The driver exposes Flight SQL session support via options on the connection. There is no explicit command to start a new session; it is expected that the server itself will manage this. (You will most likely need to enable cookie support as described above.) There is no explicit command to close a session; this is always issued when the connection is closed.

adbc.flight.sql.session.options

Get all options as a JSON blob.

Python: adbc_driver_flightsql.ConnectionOptions.OPTION_SESSION_OPTIONS

adbc.flight.sql.session.option.

Get or set a string/numeric session option.

Python: adbc_driver_flightsql.ConnectionOptions.OPTION_SESSION_OPTION_PREFIX

adbc.flight.sql.session.optionerase.

Erase a session option.

Python: adbc_driver_flightsql.ConnectionOptions.OPTION_ERASE_SESSION_OPTION_PREFIX

adbc.flight.sql.session.optionbool.

Get or set a boolean session option.

Python: adbc_driver_flightsql.ConnectionOptions.OPTION_BOOL_SESSION_OPTION_PREFIX

adbc.flight.sql.session.optionstringlist.

Get or set a string list session option.
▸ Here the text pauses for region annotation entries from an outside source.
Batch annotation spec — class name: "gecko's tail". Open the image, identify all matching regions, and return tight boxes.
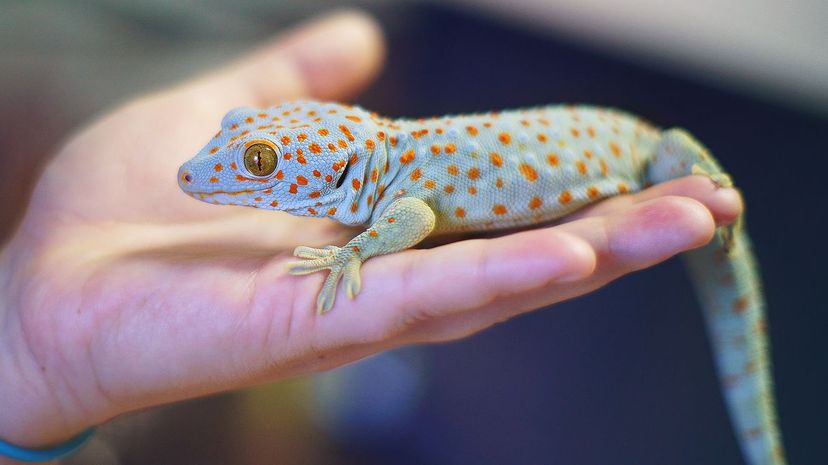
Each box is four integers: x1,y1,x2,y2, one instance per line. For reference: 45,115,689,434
649,129,786,465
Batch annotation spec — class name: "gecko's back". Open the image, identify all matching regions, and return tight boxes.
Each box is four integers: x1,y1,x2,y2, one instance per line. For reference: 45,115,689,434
179,102,785,465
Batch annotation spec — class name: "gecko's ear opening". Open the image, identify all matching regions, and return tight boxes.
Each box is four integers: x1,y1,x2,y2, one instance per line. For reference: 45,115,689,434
221,107,256,128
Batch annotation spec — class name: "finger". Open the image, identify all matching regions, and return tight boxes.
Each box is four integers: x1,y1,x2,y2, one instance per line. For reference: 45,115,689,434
184,11,384,113
568,175,743,225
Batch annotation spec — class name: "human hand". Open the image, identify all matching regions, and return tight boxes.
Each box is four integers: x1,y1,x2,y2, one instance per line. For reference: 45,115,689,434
0,9,741,454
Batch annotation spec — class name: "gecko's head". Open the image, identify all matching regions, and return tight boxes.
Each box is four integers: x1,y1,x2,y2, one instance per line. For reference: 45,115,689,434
178,101,373,216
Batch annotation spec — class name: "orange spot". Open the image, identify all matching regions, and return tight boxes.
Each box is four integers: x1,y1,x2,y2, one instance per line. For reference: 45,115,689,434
489,152,503,168
609,142,621,157
518,163,538,182
339,124,355,142
400,149,415,165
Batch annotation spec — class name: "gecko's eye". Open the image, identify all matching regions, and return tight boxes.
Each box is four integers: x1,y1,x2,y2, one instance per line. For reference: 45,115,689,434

The contents should be a serialized JSON list.

Python: adbc_driver_flightsql.ConnectionOptions.OPTION_STRING_LIST_SESSION_OPTION_PREFIX

Timeouts

By default, timeouts are not used for RPC calls. They can be set via special options on AdbcConnection. In general, it is best practice to set timeouts to avoid unexpectedly getting stuck. The options are as follows:

adbc.flight.sql.rpc.timeout_seconds.fetch

A timeout (in floating-point seconds) for any API calls that fetch data. This corresponds to Flight DoGet calls.

For example, this controls the timeout of the underlying Flight calls that fetch more data as a result set is consumed.

Python: adbc_driver_flightsql.ConnectionOptions.TIMEOUT_FETCH

adbc.flight.sql.rpc.timeout_seconds.query

A timeout (in floating-point seconds) for any API calls that execute a query. This corresponds to Flight GetFlightInfo calls.

For example, this controls the timeout of the underlying Flight calls that implement AdbcStatementExecuteQuery().

Python: adbc_driver_flightsql.ConnectionOptions.TIMEOUT_QUERY

adbc.flight.sql.rpc.timeout_seconds.update

A timeout (in floating-point seconds) for any API calls that upload data or perform other updates.

For example, this controls the timeout of the underlying Flight calls that implement bulk ingestion, or transaction support.

Python: adbc_driver_flightsql.ConnectionOptions.TIMEOUT_UPDATE

There is also a timeout that is set on the AdbcDatabase:

adbc.flight.sql.rpc.timeout_seconds.connect

A timeout (in floating-point seconds) for establishing a connection. The default is 20 seconds.

Transactions

The driver supports transactions. It will first check the server’s SqlInfo to determine whether this is supported. Otherwise, transaction-related ADBC APIs will return ADBC_STATUS_NOT_IMPLEMENTED.